Guillaume Bougard, a close friend and frequent collaborator, said the cause was complications of kidney and liver transplants.
Starting in the mid-1970s, Sly and Robbie were among the most prolific musicians in the business, reggae or otherwise. Mr. Shakespeare once estimated that they had taken part in 200,000 recordings, either their own or as backup musicians or producers for other artists.
Both men came up from the creative cauldron of 1970s Kingston, working as session musicians at the famed Channel One recording studio and playing with reggae superstars like Peter Tosh, including on his 1978 tour as an opening act for the Rolling Stones. That tour gave the duo their first international exposure.
Their sound differed from the melody-rich music of Bob Marley, Jamaica’s biggest star, with a heavier emphasis on the beat and overt influences from rock and blues, qualities that prefigured new reggae styles, like dancehall, that emerged in the late 1970s and early ’80s.
Their willingness to push reggae’s boundaries soon caught the attention of Chris Blackwell, the owner of Island Records, who saw the possibility of marrying their sound with North American and European pop acts.
They provided the driving beats on Grace Jones’s hit 1981 album “Nightclubbing.” They were soon working with acts far from the Kingston sound of their youth, like Bob Dylan and Joe Cocker, and producing singers like Marianne Faithfull, Madonna and Sinead O’Connor.
The duo were both hard-core reggae aesthetes and radical innovators, never afraid to break with tradition. Their work with rock musicians led them to fuse rock’s syncopation with reggae’s one-drop beat. And they were among the first musicians to make regular use of electronic drum machines.
“Their whole career has been geared toward creating new stuff, what no one else had done before,” said Mr. Bougard, who also licensed some of their work for release in Europe through his label, Tabou1.
They were nominated for 13 Grammy Awards and won two: in 1985 for their production of the Black Uhuru album “Anthem,” and in 1999 for their own album “Friends.”
That was an apt title, because beyond their musical talents, Mr. Dunbar and Mr. Shakespeare were known for their close personal bond. They were very different people — Mr. Dunbar relaxed and outgoing, Mr. Shakespeare quiet and cerebral — but their talents complemented each other’s, and they could often seem like two halves of a single person.
“The longest we’ve been apart in the last 25 years is about three weeks,” Mr. Shakespeare told the British newspaper The Independent in 1997. “It’s very difficult to be apart for that amount of time. I’ll go on holiday with my family, and as soon as I reach the place I’m going to, I want to be back with Sly, playing music.”

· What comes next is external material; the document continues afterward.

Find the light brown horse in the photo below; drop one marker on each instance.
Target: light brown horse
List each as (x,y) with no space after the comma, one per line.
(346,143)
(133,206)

Robert Warren Dale Shakespeare was born on Sept. 27, 1953, in East Kingston, Jamaica. He grew up in a musical family, but his parents were strict and he left home at 13. He drifted at first, getting into trouble but also spending time around his older brother, Lloyd, who sang in a local band.
It was during Lloyd’s practice sessions that Robbie began to learn the guitar — a homemade acoustic one at first. But a chance encounter with the bassist Aston Barrett, known as Family Man, led him to switch instruments.
He begged Mr. Barrett to teach him to play bass. Mr. Barrett, who would later join Marley’s band, the Wailers, said yes, but only if he stayed out of trouble.
Robbie did more than that; he went home and practiced all night, and the days and nights after, until his fingers bled. Decades later, he showed Mr. Bougard how the strings had worn down his fingerprints until they were practically illegible.
Soon he was playing in a series of Kingston bands, often several at once. He would play as a session musician in studios during the day, then perform in clubs at night. It was while working in the clubs that he met Lowell Dunbar, known as Sly, already regarded as one of the best drummers in the city.
“He was playing the drums just like how I would always tell the drummers I would play with to play,” Mr. Shakespeare told the website United Reggae in 2012. “He was just doing it and doing it easy and good.”
After working for several years at Channel One, Mr. Shakespeare and Mr. Dunbar went off on their own, working for Mr. Dunbar’s Taxi label. They had immediate success producing “Showcase,” a 1979 album by the singer Gregory Isaacs, who at the time was one of the best-selling artists in Jamaica.
That same year they played with the French singer Serge Gainsbourg on “Aux Armes et Cætera,” a reggae version of the French national anthem, which became one of Mr. Gainsbourg’s biggest hits. They released their first album, “Sly and Robbie Present Taxi,” in 1981.
Mr. Shakespeare is survived by his wife, Marian, and a son, Mikiel. Complete information on survivors was not immediately available.
In 2020 Rolling Stone ranked Mr. Shakespeare 17th on its list of the greatest bassists of all time.
The pair continued to make music into the 21st century, even as complications of diabetes left Mr. Shakespeare less able to get around. Their last album, “Rock Hills Road,” was released early this year.
“If you’re chosen by music, I don’t think you get to say it’s time to retire,” Mr. Shakespeare told The Scotsman newspaper in 2009. “It’s a very gentle gift, and we’ve been trusted with it.”